Often in cases of technology transfer relationships, an institution has been involved with the private technology company for a number of years, and key people have had a relationship with the company’s management, Zapol says.
"So it’s not possible to say that any decisions they make are made without an awareness of that relationship," she adds. "That’s when we might worry about whether decisions will be made for either personal or institutional financial gain."
• Outline black-and-white areas and leave gray areas to a committee to decide. "We are a somewhat unusual institution in that we have a lot of black and white areas where most institutions would have a gray area," Zapol reports.
Most institutions will take COI on a case-by-case basis, with the COI committee reviewing each. However, the Partners Healthcare approach is another viable option, she says.
"We have a rule for individual conflicts of interest that says you can’t conduct clinical research when you hold equity in a company," Zapol says. "Our question is, When is the clinical conflict over?’ and our answer is, When you publish results.’"
So, at least in this case, the institution has eliminated the gray area for individual COI.
"There is another area of institutional conflict, which is one we’re struggling with right now," she says. "It’s when some senior person who is not involved with the actual research at all, but is a senior person to the people who are involved in the clinical research, holds equity.
"The public perception will be that whatever decision was made was influenced by the potential for a great upside gain," Zapol adds.

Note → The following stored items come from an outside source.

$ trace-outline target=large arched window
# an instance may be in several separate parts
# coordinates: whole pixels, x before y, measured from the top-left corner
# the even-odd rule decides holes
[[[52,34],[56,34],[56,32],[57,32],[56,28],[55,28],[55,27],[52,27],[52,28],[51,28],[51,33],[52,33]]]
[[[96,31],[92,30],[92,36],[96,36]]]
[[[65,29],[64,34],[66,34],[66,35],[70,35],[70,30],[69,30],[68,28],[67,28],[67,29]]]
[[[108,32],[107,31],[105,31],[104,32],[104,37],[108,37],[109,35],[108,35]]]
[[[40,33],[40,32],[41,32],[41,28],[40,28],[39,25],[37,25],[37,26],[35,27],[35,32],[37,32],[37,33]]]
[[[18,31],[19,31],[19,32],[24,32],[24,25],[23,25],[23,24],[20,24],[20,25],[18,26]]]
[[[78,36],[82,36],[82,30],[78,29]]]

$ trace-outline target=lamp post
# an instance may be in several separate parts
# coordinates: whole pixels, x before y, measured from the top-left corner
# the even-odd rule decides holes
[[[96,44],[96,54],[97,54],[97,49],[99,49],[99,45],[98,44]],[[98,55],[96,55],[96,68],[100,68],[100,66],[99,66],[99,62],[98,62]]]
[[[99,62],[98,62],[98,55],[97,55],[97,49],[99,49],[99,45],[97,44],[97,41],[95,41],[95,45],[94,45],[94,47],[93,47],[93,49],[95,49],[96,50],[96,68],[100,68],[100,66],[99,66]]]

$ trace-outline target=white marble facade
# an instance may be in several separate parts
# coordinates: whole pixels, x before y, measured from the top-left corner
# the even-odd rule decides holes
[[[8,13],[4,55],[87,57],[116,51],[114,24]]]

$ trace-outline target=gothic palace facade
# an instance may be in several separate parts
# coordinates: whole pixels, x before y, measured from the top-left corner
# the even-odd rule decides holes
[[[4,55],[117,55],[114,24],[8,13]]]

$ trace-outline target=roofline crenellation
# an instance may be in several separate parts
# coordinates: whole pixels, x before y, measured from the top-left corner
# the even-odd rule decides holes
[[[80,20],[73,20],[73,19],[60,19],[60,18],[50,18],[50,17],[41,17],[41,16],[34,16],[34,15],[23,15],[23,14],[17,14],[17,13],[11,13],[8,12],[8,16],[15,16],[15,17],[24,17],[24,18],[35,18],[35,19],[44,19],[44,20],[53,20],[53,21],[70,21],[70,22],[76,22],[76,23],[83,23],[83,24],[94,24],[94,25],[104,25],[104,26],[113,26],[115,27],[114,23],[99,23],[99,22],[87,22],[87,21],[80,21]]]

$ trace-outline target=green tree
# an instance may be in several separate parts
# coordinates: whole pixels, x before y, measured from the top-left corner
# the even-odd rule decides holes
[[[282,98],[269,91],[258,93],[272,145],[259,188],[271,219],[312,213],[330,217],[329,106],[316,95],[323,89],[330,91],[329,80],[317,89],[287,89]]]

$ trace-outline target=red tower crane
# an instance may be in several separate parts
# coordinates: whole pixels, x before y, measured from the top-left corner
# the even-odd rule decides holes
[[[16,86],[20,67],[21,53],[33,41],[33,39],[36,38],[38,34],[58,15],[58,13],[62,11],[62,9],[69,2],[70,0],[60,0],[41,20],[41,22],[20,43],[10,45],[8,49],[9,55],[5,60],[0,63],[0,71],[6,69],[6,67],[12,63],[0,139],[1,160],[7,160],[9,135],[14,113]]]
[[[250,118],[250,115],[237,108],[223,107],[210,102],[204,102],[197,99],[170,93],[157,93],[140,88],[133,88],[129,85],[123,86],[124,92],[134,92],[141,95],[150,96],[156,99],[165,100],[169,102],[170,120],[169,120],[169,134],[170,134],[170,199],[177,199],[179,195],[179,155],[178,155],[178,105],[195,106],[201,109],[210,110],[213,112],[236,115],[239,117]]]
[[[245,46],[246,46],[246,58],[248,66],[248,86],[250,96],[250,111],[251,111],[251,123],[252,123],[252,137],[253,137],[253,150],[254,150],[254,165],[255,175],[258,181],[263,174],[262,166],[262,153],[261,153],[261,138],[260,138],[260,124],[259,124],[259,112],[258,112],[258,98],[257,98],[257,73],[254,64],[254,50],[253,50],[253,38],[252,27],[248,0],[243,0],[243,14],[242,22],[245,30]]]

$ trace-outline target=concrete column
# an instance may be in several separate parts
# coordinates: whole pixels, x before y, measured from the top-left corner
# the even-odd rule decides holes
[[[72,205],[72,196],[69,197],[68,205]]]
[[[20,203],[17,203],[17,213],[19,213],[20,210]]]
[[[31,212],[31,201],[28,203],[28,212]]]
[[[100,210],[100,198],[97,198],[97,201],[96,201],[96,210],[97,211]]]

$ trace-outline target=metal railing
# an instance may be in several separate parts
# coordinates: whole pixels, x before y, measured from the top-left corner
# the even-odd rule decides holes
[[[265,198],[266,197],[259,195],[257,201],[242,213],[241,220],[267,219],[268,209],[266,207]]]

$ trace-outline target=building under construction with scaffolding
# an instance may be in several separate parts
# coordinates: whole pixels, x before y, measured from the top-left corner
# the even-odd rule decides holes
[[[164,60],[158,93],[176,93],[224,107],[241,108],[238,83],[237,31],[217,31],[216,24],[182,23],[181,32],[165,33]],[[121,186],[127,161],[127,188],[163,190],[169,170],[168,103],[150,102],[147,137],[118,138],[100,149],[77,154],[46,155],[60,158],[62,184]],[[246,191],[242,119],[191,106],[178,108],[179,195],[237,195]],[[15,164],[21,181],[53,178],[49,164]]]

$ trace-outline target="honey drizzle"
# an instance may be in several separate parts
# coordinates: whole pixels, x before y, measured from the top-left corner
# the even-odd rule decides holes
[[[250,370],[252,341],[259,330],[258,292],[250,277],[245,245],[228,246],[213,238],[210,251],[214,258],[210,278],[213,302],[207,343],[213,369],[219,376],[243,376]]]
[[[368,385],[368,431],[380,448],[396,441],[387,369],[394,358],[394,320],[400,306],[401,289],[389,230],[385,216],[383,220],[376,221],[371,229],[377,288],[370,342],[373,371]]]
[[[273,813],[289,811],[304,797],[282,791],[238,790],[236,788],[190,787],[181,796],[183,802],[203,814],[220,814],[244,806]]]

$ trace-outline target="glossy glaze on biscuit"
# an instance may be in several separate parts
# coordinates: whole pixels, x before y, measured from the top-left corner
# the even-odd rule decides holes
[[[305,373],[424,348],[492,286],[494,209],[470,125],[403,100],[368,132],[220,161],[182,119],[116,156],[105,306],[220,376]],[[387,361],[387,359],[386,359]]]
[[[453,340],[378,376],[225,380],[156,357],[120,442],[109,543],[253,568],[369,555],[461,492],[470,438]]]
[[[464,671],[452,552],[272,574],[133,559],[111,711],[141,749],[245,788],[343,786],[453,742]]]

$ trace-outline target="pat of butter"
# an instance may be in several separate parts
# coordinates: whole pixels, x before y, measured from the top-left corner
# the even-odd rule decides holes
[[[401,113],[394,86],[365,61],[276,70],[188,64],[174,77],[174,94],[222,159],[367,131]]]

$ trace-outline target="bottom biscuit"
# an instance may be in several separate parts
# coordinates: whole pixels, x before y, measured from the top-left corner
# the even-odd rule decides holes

For now, Partners Healthcare has handled the issue with an interim decision that requires a management individual owning the equity to hold the stock until two years after the clinical trial is completed, she says.

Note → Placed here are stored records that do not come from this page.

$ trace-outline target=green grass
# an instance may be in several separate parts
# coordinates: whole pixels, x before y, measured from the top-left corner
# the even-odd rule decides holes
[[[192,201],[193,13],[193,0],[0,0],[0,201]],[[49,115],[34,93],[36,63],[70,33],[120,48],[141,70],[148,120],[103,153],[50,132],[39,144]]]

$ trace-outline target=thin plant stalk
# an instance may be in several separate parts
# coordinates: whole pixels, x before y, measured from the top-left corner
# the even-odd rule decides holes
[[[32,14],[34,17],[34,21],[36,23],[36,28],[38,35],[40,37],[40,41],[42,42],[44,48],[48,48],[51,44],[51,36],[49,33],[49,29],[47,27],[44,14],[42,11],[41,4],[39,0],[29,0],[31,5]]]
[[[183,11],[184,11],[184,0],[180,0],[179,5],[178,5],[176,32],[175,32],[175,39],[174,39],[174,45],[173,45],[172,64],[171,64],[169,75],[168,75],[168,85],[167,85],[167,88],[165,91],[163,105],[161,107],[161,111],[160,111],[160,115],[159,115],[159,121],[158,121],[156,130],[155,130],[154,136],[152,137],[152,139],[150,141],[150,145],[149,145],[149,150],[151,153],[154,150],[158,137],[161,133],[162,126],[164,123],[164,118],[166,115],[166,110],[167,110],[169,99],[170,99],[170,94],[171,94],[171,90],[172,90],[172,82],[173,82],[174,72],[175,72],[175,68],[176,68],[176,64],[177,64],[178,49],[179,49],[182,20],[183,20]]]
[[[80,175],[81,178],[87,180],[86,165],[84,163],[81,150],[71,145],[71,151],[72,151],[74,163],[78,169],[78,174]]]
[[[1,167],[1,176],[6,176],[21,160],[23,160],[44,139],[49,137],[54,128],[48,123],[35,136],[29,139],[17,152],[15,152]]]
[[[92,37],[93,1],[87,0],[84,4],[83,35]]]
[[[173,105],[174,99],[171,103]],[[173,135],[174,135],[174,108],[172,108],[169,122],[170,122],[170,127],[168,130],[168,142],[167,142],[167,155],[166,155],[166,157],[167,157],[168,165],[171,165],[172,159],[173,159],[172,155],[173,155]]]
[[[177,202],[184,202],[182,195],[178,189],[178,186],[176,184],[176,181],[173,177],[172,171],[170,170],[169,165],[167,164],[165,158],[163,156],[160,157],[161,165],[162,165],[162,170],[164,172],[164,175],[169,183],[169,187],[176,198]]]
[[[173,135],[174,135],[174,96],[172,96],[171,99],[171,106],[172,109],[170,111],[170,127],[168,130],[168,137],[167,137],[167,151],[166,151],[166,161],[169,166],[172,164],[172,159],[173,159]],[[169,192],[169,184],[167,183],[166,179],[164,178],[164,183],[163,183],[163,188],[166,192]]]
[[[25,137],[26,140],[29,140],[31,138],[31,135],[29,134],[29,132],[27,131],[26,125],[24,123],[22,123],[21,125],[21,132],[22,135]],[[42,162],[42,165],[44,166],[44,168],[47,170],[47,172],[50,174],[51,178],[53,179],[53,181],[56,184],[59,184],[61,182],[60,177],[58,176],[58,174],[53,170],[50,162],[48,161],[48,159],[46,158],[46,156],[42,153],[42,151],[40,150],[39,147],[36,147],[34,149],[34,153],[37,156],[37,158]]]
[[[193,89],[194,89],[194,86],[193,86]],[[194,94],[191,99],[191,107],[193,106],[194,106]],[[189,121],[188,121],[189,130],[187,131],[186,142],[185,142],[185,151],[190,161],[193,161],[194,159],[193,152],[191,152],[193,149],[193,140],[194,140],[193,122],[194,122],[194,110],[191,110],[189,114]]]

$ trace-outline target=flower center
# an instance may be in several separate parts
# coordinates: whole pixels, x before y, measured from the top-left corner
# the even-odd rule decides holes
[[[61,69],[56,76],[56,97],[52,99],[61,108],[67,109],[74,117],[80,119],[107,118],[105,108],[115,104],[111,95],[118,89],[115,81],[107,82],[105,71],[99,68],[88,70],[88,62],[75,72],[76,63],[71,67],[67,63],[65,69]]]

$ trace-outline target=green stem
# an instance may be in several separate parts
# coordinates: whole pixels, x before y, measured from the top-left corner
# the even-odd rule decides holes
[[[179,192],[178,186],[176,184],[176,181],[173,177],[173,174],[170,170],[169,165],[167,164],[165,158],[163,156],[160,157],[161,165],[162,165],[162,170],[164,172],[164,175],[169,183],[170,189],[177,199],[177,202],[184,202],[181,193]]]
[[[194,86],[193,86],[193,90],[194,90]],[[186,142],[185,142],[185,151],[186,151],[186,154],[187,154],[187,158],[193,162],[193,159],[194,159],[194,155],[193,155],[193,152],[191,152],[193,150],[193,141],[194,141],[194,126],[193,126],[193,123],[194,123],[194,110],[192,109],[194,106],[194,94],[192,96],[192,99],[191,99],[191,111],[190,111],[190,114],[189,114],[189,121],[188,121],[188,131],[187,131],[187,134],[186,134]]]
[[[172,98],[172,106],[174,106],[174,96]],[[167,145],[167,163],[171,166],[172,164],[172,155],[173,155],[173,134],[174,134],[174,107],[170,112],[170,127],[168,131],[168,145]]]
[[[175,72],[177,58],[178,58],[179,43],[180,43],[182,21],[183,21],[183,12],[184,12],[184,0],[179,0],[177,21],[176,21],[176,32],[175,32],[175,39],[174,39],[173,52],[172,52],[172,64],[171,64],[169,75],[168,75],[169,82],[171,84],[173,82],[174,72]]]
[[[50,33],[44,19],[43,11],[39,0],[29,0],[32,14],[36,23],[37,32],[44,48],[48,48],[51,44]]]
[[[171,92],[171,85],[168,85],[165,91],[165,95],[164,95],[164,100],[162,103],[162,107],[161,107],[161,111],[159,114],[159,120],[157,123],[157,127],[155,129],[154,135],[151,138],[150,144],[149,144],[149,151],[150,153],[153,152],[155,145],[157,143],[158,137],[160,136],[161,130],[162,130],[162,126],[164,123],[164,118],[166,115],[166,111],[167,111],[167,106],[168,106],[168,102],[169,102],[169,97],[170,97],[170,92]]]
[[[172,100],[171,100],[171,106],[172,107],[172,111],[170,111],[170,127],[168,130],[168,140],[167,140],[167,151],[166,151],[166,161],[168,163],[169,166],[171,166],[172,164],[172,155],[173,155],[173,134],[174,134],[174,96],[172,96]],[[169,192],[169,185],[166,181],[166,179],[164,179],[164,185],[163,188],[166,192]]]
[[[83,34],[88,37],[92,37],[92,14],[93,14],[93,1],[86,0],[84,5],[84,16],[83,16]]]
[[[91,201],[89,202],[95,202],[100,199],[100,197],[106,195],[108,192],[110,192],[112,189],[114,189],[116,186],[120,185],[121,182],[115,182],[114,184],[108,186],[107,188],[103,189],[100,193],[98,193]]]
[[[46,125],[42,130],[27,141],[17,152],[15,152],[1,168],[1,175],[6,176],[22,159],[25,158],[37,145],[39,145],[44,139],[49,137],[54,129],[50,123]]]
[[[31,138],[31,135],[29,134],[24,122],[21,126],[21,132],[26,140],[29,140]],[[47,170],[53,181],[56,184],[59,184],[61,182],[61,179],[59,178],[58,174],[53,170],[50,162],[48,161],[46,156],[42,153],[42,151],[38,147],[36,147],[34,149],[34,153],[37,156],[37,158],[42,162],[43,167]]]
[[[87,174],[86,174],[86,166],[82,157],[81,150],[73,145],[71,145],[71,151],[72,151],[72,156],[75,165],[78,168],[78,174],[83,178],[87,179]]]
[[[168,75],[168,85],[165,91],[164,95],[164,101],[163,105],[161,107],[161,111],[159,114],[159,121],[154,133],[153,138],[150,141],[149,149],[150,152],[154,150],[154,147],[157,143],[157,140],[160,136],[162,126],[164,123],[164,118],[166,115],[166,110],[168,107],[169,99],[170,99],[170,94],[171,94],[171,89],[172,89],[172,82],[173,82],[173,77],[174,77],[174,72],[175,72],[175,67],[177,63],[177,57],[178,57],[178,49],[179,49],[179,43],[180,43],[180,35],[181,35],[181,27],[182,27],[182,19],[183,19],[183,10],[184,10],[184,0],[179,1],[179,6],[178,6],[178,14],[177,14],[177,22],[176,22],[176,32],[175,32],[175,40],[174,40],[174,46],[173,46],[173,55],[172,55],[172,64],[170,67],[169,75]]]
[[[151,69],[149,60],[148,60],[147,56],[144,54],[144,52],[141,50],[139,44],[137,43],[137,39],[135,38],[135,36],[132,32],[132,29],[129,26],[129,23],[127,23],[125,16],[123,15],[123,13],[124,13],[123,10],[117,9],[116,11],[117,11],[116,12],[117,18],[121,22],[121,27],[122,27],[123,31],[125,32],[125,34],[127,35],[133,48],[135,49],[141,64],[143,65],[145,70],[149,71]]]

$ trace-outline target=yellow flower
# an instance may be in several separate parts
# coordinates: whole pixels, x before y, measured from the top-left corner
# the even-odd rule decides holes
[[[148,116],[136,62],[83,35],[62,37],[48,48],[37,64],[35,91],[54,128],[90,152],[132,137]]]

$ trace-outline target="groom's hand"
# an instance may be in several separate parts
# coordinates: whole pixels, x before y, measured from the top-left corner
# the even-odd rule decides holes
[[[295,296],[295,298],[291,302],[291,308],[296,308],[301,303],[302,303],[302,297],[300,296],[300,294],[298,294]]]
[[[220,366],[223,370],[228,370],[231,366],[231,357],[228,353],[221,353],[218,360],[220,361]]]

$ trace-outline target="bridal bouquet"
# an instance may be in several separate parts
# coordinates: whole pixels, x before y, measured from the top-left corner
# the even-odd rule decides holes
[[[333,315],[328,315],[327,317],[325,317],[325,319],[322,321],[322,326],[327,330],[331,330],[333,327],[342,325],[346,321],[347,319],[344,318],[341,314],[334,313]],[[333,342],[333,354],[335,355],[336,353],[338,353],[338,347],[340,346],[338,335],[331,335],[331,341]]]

"That’s a temporary measure to prevent problems," Zapol says.
• Follow the money. It’s important to address the financial flow to an institution, Baldwin notes.

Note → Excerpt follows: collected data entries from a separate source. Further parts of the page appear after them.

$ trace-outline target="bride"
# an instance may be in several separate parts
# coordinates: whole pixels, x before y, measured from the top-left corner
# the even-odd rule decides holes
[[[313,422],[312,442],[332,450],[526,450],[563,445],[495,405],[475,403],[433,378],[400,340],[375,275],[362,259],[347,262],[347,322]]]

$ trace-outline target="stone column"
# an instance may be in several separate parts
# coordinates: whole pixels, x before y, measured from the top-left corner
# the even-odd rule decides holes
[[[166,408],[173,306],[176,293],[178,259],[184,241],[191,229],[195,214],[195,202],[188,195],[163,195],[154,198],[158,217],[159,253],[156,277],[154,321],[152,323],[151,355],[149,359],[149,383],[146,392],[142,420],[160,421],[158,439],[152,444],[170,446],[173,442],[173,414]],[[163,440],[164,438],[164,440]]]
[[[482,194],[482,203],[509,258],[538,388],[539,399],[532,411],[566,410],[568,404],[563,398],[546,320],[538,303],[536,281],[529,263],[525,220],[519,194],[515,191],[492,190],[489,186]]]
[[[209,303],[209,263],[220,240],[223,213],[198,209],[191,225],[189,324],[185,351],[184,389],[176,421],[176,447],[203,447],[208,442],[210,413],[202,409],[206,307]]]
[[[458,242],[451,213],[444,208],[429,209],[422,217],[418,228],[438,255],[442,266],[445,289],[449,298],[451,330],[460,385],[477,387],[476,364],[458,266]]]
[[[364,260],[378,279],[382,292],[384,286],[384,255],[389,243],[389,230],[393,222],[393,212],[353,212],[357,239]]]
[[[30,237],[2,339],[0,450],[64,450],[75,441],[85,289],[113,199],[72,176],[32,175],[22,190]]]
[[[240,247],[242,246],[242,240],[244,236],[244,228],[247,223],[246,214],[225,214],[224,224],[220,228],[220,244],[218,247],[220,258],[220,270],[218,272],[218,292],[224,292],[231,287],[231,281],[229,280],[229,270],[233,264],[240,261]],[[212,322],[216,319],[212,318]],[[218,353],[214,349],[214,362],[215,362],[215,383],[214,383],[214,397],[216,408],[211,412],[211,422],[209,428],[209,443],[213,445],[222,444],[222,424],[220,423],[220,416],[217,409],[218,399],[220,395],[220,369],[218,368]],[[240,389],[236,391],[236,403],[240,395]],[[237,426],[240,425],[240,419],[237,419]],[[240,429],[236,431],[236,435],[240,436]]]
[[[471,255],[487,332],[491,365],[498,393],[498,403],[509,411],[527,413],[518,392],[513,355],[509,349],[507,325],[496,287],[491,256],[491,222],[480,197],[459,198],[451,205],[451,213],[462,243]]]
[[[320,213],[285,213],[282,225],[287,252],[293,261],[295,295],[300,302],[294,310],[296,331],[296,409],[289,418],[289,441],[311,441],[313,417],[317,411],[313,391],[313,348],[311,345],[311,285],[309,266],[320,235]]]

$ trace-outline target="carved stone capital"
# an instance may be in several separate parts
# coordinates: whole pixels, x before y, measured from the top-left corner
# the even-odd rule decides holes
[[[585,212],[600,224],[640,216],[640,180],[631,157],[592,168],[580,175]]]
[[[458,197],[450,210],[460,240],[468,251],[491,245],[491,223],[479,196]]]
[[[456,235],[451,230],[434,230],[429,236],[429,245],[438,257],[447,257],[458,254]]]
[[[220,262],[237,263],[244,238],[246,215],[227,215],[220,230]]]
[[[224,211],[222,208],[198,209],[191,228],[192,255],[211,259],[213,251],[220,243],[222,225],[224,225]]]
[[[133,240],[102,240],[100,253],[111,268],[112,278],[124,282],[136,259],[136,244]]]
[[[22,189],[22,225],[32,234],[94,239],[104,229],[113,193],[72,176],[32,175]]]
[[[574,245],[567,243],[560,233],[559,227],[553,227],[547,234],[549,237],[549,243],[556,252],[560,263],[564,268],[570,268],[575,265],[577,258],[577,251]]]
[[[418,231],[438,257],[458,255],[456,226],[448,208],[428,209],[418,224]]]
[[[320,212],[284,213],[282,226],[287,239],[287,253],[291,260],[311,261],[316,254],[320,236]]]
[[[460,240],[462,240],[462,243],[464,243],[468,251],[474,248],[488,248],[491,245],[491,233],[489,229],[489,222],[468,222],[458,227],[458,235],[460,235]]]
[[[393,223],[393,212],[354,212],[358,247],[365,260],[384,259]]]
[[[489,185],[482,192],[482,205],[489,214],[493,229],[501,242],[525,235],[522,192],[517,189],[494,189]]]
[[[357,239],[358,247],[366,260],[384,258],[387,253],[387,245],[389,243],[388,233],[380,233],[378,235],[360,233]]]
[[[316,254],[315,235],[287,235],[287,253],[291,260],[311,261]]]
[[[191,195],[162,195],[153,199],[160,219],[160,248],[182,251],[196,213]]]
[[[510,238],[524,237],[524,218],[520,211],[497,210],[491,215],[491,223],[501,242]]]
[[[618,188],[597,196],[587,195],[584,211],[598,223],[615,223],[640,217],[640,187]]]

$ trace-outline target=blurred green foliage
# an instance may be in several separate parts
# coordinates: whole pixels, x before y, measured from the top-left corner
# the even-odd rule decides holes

While most people would say that only the financial flow tied to research is important, others would argue that any type of financial flow could be significant, she says.
"A financial flow that comes in through an endowment, are we worried about that too?" Baldwin adds. "If you have a sports promotion from a food company that is part of a conglomerate that is supporting research, do you care that you have the chicken tender franchise?"
The problem is that the issue of institutional COIs is not as well defined as individual conflicts of interest, so it’s important that any institutional COI policy address these money issues, she explains.
• Outline behaviors that could pose COIs. Consulting arrangements are yet another way that researchers and/or institutions might trigger a COI issue, Zapol notes.
"We have a policy of reviewing all individual consulting agreements," she says. "We ask individuals if they are being given equity in a company in exchange for a consulting arrangement."
Another good policy is to require all CEOs and members of the board of trustees to complete financial disclosure statements, Zapol notes.
Also, it’s important to outline an institution’s internal processes for sharing objectivity, Baldwin says. "I think if you’re going to think about this at the institutional level, then state which institutional behavior could impede objectivity and which would cause you to look at things like the deal cut on intellectual property or publication or access to data or data safety monitoring," she explains.
An institution needs a policy that outlines what will happen when these types of relationships are discovered, Baldwin adds.
Now is the time for institutions to pay attention to institutional COIs, Baldwin says. It’s better to develop their own policies, procedures, and definitions because before too long a regulatory agency will do this for them.